A fine gara, dopo il 2 a 2 maturato tra Castrovillari e Messina, gli stati d’animo al Mimmo Rende sono contrapposti: moderata soddisfazione tra i calabresi, delusione tra i giallorossi. Incontriamo per primo Arturo Di Napoli, che è ritornato al gol dopo anni con la maglia biancoscudata anche se la marcatura non è servita, purtroppo, a portare a casa i tre punti. “Forse tra il primo e il secondo tempo pensavamo di avere vinto la partita – commenta Re Artù -. Abbiamo chiuso la lampadina, non ci siamo più stati né dal punto di vista fisico né da quello mentale. Peccato perché sul 2 a 0 bisogna vincere”. C’era però un rigore abbastanza evidente non fischiato sul finire di primo tempo… “Abbastanza netto. Anche perché non avrei avuto motivo di buttarmi a terra con la porta spalancata”. Manca ancora qualcosa a questa squadra per essere al top? “Il primo tempo abbiamo giocato bene, probabilmente manca ancora un po’ di condizione. Non siamo ancora la top. Ma anche un pizzico di decisione in più. Dobbiamo continuare a lavorare per raggiungere livelli ottimali”. E il tuo stato di forma? “Fisicamente ho retto abbastanza bene”. Durante il primo tempo si è notato che hai preso tu la posizione di terminale offensivo, con Magliocco qualche metro più in basso. “Ci siamo alternati, era previsto”.
Parla di calo fisico giustificato invece il Dg Andrea Pecorelli: “Siamo partiti in pratica con un mese di ritardo, dunque ancora ci sono alcuni aspetti da sistemare. La partita di oggi è stata combattuta, non voglio attaccarmi agli episodi perché altrimenti si rischia di non uscirne più, mi dispiace solo di avere preso il gol del pareggio su un possesso di palla nostro”. Rimedi? “Lavorare e lavorare, il mister ha secondo me fatto i giusti cambi ma la gara non ha cambiato registro”.

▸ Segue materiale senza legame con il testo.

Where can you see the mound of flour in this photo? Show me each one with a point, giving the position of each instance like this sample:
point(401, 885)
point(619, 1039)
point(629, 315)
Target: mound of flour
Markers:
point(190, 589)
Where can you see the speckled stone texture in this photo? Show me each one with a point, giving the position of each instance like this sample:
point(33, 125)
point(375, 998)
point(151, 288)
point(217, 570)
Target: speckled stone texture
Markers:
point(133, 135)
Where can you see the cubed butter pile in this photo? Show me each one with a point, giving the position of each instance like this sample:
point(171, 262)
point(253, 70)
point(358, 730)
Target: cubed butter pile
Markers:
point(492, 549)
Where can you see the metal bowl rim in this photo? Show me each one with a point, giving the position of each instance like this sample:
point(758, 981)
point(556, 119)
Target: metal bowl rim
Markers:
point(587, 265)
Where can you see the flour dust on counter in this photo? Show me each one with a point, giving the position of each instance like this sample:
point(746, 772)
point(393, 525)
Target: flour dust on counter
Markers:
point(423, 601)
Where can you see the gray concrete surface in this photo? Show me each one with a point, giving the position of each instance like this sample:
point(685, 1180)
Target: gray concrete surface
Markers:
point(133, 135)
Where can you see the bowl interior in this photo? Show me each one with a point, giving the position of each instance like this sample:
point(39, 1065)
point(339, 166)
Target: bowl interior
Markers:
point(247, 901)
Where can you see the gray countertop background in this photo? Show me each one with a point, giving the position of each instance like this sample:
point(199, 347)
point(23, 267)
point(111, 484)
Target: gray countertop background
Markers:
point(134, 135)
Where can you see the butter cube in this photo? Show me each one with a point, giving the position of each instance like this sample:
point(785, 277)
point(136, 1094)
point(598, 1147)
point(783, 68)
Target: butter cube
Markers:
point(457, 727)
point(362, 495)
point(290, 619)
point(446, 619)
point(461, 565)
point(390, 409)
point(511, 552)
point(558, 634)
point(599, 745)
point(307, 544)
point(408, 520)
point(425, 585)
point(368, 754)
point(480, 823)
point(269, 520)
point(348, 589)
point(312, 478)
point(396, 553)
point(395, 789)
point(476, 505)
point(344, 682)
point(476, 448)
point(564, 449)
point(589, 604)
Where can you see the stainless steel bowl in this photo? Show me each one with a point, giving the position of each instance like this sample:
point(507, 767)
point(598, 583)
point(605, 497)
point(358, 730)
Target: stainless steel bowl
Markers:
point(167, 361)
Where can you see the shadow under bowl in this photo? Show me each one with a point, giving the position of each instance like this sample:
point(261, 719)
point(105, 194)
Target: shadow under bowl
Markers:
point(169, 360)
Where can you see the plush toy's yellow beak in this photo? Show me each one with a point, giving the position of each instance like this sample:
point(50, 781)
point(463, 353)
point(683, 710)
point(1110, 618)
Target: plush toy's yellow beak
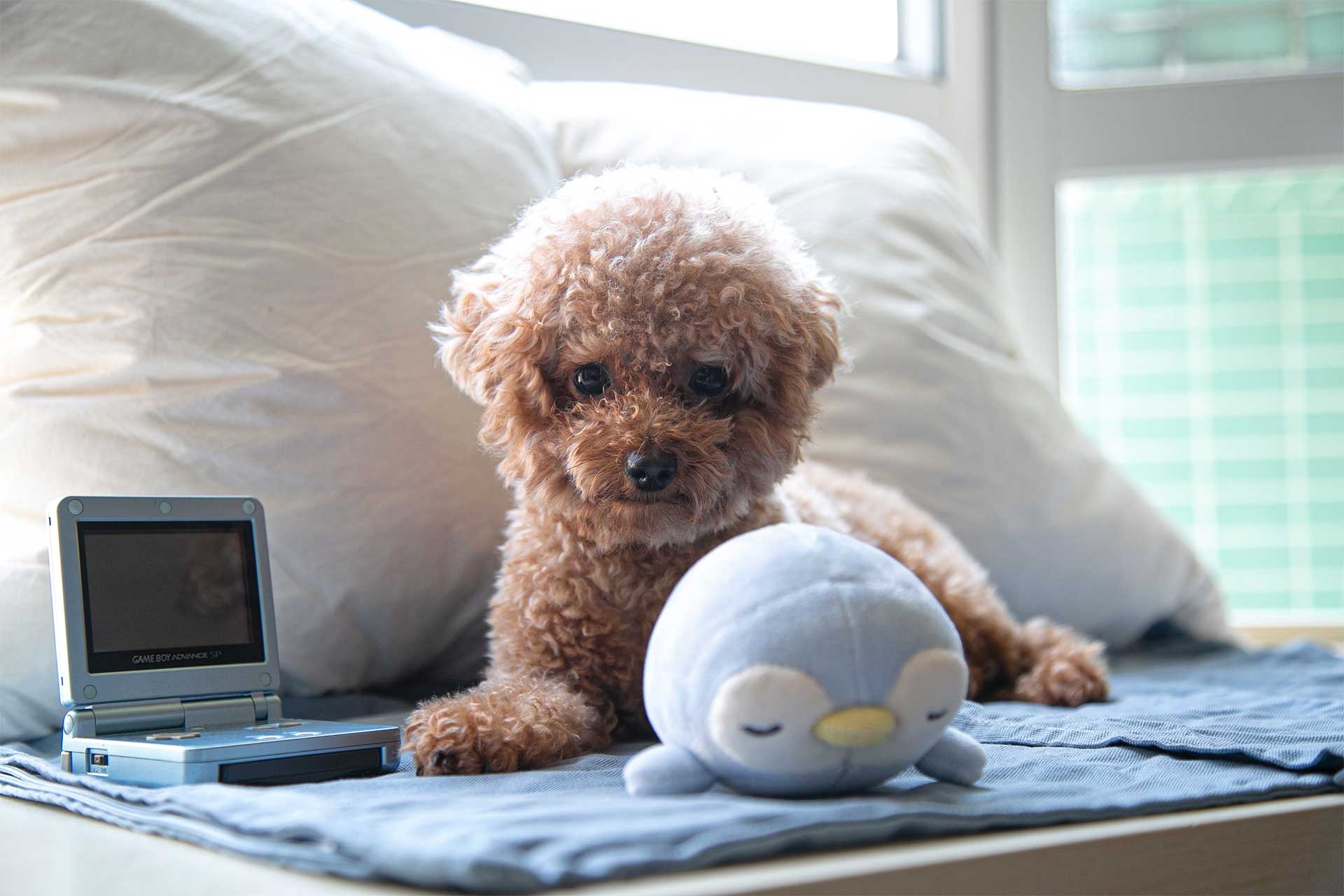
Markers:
point(857, 727)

Completamente diverso il punto di vista del tecnico dei ‘lupi del Pollino’, Franco Germano (foto 1): “Abbiamo regalato un tempo all’avversario, nel secondo ci siamo dati una svegliata, giocato palla come sappiamo fare e complice il calo del Messina, siamo riusciti a pareggiare. Anzi, alla fine pensavo di riuscire a vincere. Il nostro spirito è quella di giocarcela con tutti, che l’avversario si chiami Messina, Avellino o altre squadre. Ritengo che se entri in campo timoroso non puoi riuscire a dare il meglio”. Ma detto ciò augura alla squadra siciliana una pronta risalita tra i professionisti, al pari di uno dei due presidente del Castrovillari, Domenico Mazzei, che racconta i suoi ricordi della nostra città, nella quale ha vissuto per un periodo: “Sarò sempre grato a Messina, ho cominciato da voi il mio lavoro, adesso sono proprietario di una piccola catena di supermercati. Non scorderò mai la mia prima partita vista al Celeste: Messina-Cagliari. Da lì è partita la mia vera passione per il calcio”.